The Canadian dollar fell against
its broadly stronger U.S. counterpart on Tuesday, but stayed
within its recent trading range as data showed a surprise
Canadian trade surplus and investors awaited a Bank of Canada
interest rate decision.
The Canadian dollar was trading 0.3% lower at 1.2115
to the greenback, or 82.54 U.S. cents, having pulled back from a
six-year high last week at 1.2007. It’s weakest level since
mid-May was 1.2144.
“The CAD is generally trading in tandem with its G10 peers
today, in what appears to be an environment of modest,
broad-based USD strength,” said Eric Theoret, global macro
strategist at Manulife Investment Management.

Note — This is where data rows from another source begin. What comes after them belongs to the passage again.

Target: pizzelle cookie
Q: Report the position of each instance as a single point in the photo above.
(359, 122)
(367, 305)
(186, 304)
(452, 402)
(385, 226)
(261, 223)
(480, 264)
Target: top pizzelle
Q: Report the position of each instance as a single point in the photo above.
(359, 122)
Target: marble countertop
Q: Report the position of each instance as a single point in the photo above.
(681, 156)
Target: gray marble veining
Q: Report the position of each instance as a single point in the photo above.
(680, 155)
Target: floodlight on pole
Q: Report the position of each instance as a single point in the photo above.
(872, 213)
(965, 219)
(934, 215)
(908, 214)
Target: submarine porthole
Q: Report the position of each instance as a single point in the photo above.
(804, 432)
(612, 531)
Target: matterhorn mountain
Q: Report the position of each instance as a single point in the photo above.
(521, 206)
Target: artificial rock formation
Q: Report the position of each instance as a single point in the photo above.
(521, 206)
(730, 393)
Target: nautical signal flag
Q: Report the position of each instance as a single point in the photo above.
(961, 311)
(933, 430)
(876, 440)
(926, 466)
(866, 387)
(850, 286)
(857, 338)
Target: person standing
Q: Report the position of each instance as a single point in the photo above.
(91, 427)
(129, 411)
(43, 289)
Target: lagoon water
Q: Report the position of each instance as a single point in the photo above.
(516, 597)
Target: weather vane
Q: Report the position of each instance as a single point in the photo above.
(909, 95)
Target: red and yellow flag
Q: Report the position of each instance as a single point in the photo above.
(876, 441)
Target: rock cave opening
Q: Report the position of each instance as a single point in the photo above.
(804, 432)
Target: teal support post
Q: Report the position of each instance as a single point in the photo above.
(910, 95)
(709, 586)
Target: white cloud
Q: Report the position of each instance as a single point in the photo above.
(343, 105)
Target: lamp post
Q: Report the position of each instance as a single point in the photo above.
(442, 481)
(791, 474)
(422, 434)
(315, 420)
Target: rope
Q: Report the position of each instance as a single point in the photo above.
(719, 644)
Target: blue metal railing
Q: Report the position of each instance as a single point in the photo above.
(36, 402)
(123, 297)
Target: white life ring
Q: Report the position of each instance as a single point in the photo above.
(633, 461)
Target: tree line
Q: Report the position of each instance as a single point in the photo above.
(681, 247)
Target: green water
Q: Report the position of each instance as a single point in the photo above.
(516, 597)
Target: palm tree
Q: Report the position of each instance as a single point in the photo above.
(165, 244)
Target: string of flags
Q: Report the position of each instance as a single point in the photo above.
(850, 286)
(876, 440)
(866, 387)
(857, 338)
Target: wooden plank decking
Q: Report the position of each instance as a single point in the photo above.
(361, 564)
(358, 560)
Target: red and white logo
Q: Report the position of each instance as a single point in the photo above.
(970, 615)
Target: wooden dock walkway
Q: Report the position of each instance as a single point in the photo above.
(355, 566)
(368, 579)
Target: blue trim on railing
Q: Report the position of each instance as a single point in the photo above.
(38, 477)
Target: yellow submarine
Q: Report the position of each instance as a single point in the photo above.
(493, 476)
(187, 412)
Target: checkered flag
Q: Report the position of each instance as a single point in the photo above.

“The currency has been range bound for over a month now,
trading within a remarkably narrow range following its solid run
into the start of May,” Theoret added.
The loonie has been supported in recent months by higher
commodity prices and a more hawkish stance from the Bank of
The central bank is widely expected to leave its key
interest rate on hold at 0.25% on Wednesday and through the rest
of 2021. But it could cut the pace of its bond purchases once
gain as soon as next quarter, a Reuters poll showed.
Canada posted a trade surplus of C$594 million in April, as
imports fell at a much faster rate than exports, Statistics
Canada said. Analysts had predicted a deficit of C$700 million.
The U.S. dollar rose against a basket of major
currencies, while the price of oil , one of Canada’s major
exports, settled 1.2% higher at $70.05 a barrel.
Canadian government bond yields were lower across a flatter
curve, tracking the move in U.S. Treasuries. The 10-year
fell to its lowest level since April 15 at 1.439%
before recovering to 1.449%, down 2.9 basis points on the day.